There has been much comparison of Yorgos Lathimos Bugonia to the Palm D’or winning film of the 2025 Cannes film festival It Was Just an Accident. After all, the two films share the central topic of conspiracy and accusation of powerful elites, particularly by working class people who are left in the wake of their wandering. Each film involves kidnapping, accusation, and investigation into people that dwell in ivory towers and make decisions that greatly alter the lives of people living life on the ground floor.

It Was Just an Accident is not centered on an alien invasion though, while there is comedy it’s not quite to the absurdist levels that Bugonia sustains. Moreover it’s a drama focused around a family man who is accused by an auto mechanic of torturing him in Iranian prison years prior. Eqbal (Ebrahim Azizi) comes to get his car repaired with his wife and daughter and Vahid (Vahid Mobasseri) recognizes his voice, and more importantly the sound of his prosthetic leg squeaking as he ambles around the garage. Before we are told his motivation, without explanation Vahid follows Eqbal home, and tracks him through town, knocking him out and taking him to a desert where he accuses him of the war crimes that were brought down upon him. Eqbal rejects these accusations, insisting Vahid has the wrong man. Frustrated, Vahid goes around asking his friends and former comrades to help identify Eqbal as the perpetrator of their years of torture.

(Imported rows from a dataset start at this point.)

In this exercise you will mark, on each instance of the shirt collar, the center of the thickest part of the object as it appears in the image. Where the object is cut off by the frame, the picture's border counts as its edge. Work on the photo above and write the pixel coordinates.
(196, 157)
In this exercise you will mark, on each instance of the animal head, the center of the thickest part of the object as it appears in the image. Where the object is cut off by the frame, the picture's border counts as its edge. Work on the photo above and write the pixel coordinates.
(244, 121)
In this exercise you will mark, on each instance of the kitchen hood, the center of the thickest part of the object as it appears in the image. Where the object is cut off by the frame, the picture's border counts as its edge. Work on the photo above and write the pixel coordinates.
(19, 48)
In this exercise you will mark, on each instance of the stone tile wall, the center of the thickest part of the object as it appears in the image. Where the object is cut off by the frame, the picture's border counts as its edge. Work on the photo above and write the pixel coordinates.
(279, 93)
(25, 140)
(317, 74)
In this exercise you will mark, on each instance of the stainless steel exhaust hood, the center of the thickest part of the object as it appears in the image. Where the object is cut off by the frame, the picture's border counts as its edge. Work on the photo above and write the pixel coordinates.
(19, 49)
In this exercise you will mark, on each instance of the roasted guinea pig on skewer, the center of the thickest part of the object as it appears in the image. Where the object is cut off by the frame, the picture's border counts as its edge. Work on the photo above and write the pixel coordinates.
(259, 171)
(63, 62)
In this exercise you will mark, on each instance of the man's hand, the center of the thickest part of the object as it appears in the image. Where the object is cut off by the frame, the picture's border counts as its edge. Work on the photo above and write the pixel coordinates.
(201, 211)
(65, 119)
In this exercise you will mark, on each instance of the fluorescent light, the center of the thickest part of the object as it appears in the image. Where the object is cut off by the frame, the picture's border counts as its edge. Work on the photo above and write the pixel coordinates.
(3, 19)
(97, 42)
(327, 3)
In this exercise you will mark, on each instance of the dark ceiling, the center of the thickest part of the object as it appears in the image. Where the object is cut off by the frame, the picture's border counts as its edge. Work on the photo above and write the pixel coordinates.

He enlists Shiva (Mariam Afshari), a photographer, Golrokh (Hadis Pakbaten) and Ali (Majid Panahi), an engaged couple, and Hamid (Mohamad Ali Elyasmehr) a former partner of Shiva’s to help identify the unconscious man in the back of Vahid’s van. Each of them seem to believe this is the man who is responsible for their suffering, but each is unsure enough to not make the final decision and bury him alive in the desert. Much of the film is arguing about the choice to stoop to the levels of the monsters that tortured them for years. Amongst these moral dilemmas the comedy of having an unconscious man in your van as they drive around Tehran is played to an almost Weekend at Bernie’s effect. Running into security guards on top of a parking structure, or having the van driven off by what appears to be a thief all play against the tension of the premise.

For a Palm D’or winner and an Iranian film, It Was Just an Accident is fairly zippy. It’s somewhat silly, fast paced, has a tight 104 minute runtime. It watches like a heist movie, but instead of robbing a casino Danny Ocean has to figure out if a man deserves to be killed. Even the gang of conspirators feels like assembling a team. The team itself doesn’t exactly have a specific set of skills, but they each have a moment in the film to fill themselves in, making their choices up to that point and after mesh with their character. It’s interesting and ironic that twice now Cannes has awarded a kidnapping gone wrong movie it’s highest award, after Anora won last year.

But the beating heart of the movie is the empathy each one of the people looking for revenge against the crimes against them show in their moralistic struggles. Even if they can successfully identify this man as the monster they believe him to be, are they capable of the horrors that they need to be in order to exact revenge? And do they want to be capable of such things? Vahid and Shiva in particular wear their struggles on their sleeves. Vahid is the first one to show this weakness, by himself, shortly after the kidnapping. He claims it’s because he wasn’t sure this was the man who tortured him, but a part of him doubts whether he can bury a man alive.

The ending of the film in particular is a shining moment. It is at once a question mark, and a statement. Letting you decide what happens the second the credits start rolling. Does forgiveness truly exist? Does anyone truly deserve it? Does it defeat the point of forgiveness to only grant it to those that deserve it? Will there be ruinous reactions to the action of taking the high road? It Was Just an Accident brings all those thoughts to the forefront, and makes the audience answer them within themselves.